Abstract

The vibrational spectrum of tetraethylorthotitanate (TET) has been assigned by using vibrational and structural data from the series Ti(OEt)_yCl_{4 − y} (y = 1 to 4), to distinguish between bands due to bridging and terminally coordinated ethoxide. EXAFS studies of the series showed an increase in association with increasing y, in agreement with previous cryoscopic measurements. IR bands in the spectrum of TET in the region 1300 to 800 cm⁻¹ have been assigned as follows: 850 and 885 cm⁻¹ , C–C stretch of bridging ethoxide; 910 and 919 cm⁻¹ , C–C stretch of terminal ethoxide; 1044 cm⁻¹, C–O stretch of bridging ethoxide; 995 and 1067 cm⁻¹, C–O stretch of terminal ethoxide; 1013 cm⁻¹, C–O stretch of both bridging and terminal ethoxide. Unresolved bands in the region 1100 to 1200 cm⁻¹ are assigned to in- and out-of-plane rocking modes of both bridging and terminal ethoxide. The assignment of the 885 and 1044 cm⁻¹ bands to bridging ethoxide has been confirmed by comparison of the Ti(OEt)₃(acac) and Ti(OEt)₂(acac)₂ spectra.
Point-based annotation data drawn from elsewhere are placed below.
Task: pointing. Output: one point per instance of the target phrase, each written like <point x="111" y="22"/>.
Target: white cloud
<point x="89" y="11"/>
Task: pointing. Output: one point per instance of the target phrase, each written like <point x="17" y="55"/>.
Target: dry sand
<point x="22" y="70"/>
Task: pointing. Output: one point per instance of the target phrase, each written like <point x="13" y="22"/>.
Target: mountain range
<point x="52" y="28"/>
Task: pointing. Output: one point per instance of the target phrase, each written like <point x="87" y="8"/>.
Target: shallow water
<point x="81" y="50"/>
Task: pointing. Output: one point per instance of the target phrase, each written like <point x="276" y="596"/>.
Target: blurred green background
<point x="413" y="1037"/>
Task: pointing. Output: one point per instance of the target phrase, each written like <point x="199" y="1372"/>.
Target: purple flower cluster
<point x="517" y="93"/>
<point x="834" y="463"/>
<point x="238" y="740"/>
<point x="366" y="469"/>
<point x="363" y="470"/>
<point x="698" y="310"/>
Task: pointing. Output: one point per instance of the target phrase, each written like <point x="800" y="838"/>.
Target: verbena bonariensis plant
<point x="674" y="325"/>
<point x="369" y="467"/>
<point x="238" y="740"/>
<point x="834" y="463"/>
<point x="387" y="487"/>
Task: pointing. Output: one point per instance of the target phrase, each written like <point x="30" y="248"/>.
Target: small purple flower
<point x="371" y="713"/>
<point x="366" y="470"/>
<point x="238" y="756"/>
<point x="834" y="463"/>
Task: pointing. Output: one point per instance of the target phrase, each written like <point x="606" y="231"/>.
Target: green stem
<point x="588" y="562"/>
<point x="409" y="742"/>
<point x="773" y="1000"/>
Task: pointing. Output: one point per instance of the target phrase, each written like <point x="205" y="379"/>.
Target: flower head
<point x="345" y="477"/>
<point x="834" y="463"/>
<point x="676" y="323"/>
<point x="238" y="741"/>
The vibrational assignments of TET were used to investigate the alcohol exchange reaction between tetraisopropyltitanate (TPT) and EtOH by IR and Raman spectroscopy. Ligand exchange occurred quantitatively on reaction of TPT with one mol equivalent of EtOH, the resulting Ti(OPrⁱ)₃(OEt) being five-fold coordinated with bridging predominantly occurring through the ethoxide ligand. The second isopropoxide was also exchanged quantitatively with addition of EtOH but further exchange was slower, with the final isopropoxide remaining coordinated to the Ti(IV) site, even in an excess of EtOH.